Le débat autour de ces questions avait déjà eu lieu en 2010, lorsque le Parlement avait examiné le projet de loi d'orientation et de programmation pour la performance de la sécurité intérieure (LOPPSI 2). C'est dans ce cadre, d'ailleurs, qu'avait été créé le CNAPS, qui a défini des règles permettant de mieux encadrer la profession et de l'assainir. Des progrès considérables ont donc été faits, mais la sous-traitance demeure un obstacle à la transparence. Certains faits évoqués ne sont pas à la hauteur des exigences que l'on peut avoir à l'égard de la sécurité privée, dont il convient par ailleurs de souligner l'importance et à laquelle, à titre personnel, je souhaite donner encore plus de prérogatives. La sous-traitance en cascade doit être limitée. Il est extraordinairement choquant, en particulier pour des métiers en rapport avec la sécurité, d'entendre parler comme d'une vérité avérée du fait que ces sociétés recourent à une main-d'œuvre clandestine. Si tel est le cas, la situation doit être assainie.
La Commission rejette successivement les amendements.
Elle en arrive à l'amendement CL14 de M. Éric Diard.
Il s'agit ici de supprimer les alinéas 4 à 6. En effet, ils permettent de déléguer jusqu'au quatrième niveau de sous-traitance, sans aucun contrôle du donneur d'ordre. Compte tenu de l'importance des activités mentionnées à l'article L. 611-1 du code de la sécurité intérieure, visé par l'alinéa 4, il ne me paraît pas admissible qu'une entreprise qui s'est vu confier une sous-traitance par une entreprise à laquelle le donneur d'ordre initial a déjà sous-traité puisse, sans droit de regard ni autorisation expresse éventuelle, procéder à une nouvelle opération de sous-traitance. Cela relève clairement du phénomène de cascade.
J'ai l'impression que nous partageons le même objectif – limiter la sous-traitance en cascade – mais divergeons sur la rédaction. Votre amendement, en supprimant les alinéas relatifs à l'encadrement de la sous-traitance dès le deuxième rang, aurait pour résultat concret le statu quo, c'est-à-dire l'absence de régulation. Je vous demande donc de le retirer ; à défaut, avis défavorable.
Je n'arrive pas à comprendre comment, pour des fonctions principalement de main-d'œuvre, on peut en arriver à un troisième, voire un quatrième niveau de sous-traitant. Cela ne saurait se justifier que pour des emplois d'une grande technicité.
La Commission rejette l'amendement.
Elle examine l'amendement CL276 de M. Éric Pauget.
Cet amendement vise à éviter que les entreprises contractantes soient des coquilles vides – ce qui rejoint ce dont nous venons de parler. Je propose donc de supprimer les termes « ou d'une insuffisance ponctuelle d'effectifs » : en les conservant, on reconnaît que certaines structures ont pour seul objectif de recourir ensuite à la sous-traitance.
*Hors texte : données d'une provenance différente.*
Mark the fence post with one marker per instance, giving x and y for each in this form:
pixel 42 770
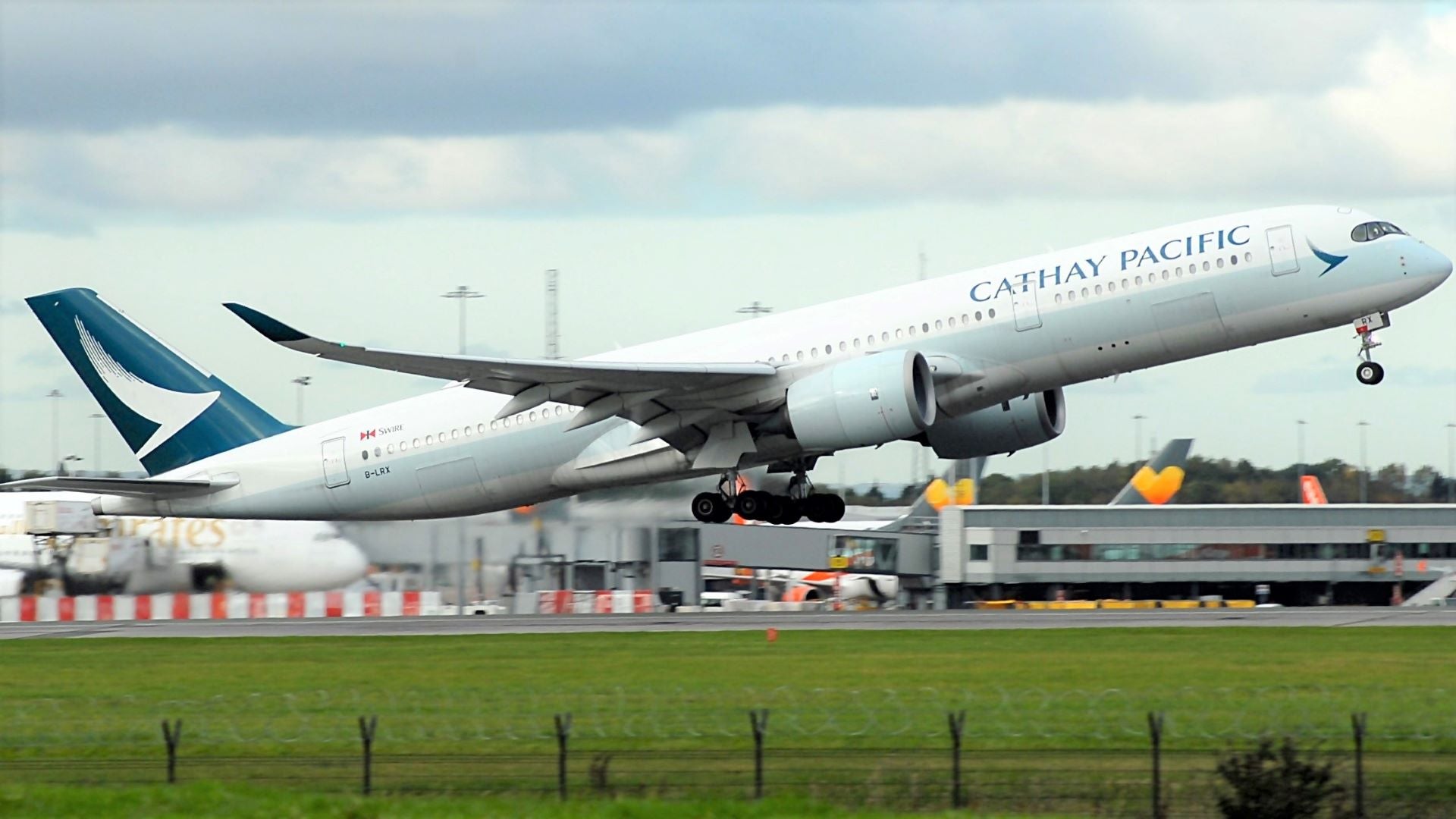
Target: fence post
pixel 759 717
pixel 1357 722
pixel 563 732
pixel 172 735
pixel 367 738
pixel 1155 727
pixel 957 729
La mesure que vous proposez nous paraît de nature à avoir des conséquences disproportionnées pour les entreprises. Avis défavorable.
La Commission rejette l'amendement.
Suivant l'avis favorable de la rapporteure, elle adopte l'amendement CL400 du Gouvernement.
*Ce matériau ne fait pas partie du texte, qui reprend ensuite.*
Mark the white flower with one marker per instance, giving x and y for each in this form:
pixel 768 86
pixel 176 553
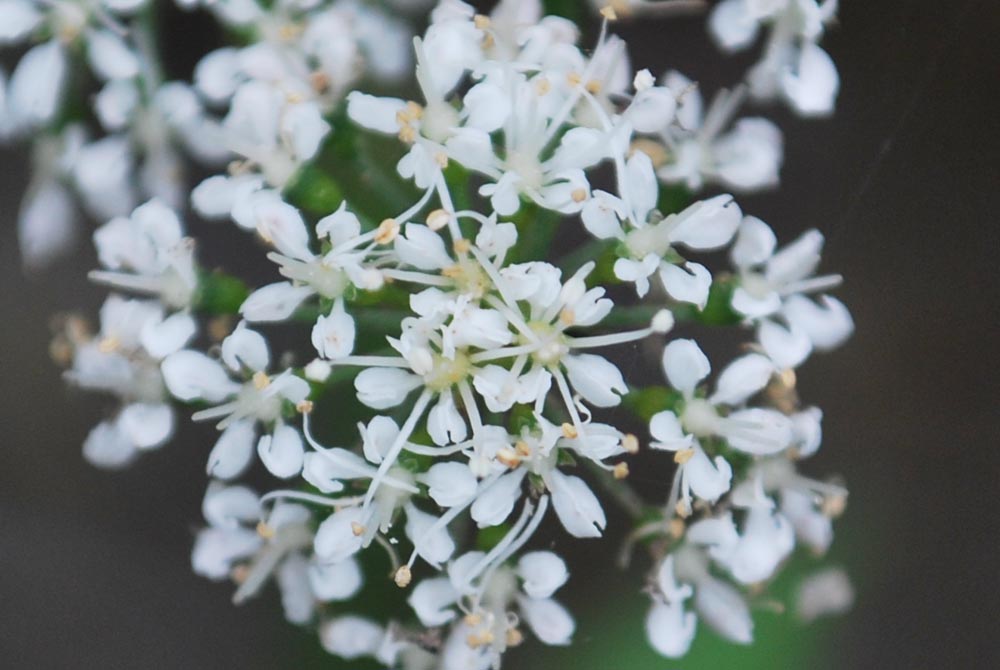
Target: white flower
pixel 148 253
pixel 792 66
pixel 752 430
pixel 746 158
pixel 191 375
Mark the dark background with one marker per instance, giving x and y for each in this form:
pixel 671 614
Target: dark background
pixel 94 566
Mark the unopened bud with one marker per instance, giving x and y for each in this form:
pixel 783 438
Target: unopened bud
pixel 403 576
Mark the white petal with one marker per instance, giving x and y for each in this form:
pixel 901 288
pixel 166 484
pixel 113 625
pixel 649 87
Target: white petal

Elle est saisie de l'amendement CL330 de M. Paul Molac.
Cet amendement vise à faire en sorte que les différents niveaux de sous-traitants soient bien identifiés.
Vous souhaitez publier systématiquement les noms des entreprises sous-traitantes. Or l'article 3 de la loi du 31 décembre 1975 sur la sous-traitance permet déjà au donneur d'ordre d'obtenir cette information quand il la demande. D'une certaine manière, votre amendement est donc satisfait. Par ailleurs, le dispositif proposé manque de précision : vous n'indiquez pas l'endroit où les noms seraient publiés. Je demande donc le retrait de l'amendement ; à défaut, avis défavorable.
Pouvoir faire quelque chose n'est pas pareil que devoir le faire. Je maintiens donc mon amendement et le redéposerai en séance.
La Commission rejette l'amendement.
Elle adopte l'article 7 modifié.
La réunion s'achève à 0 heures 10.
Membres présents ou excusés
En raison de la crise sanitaire, les relevés de présence sont suspendus.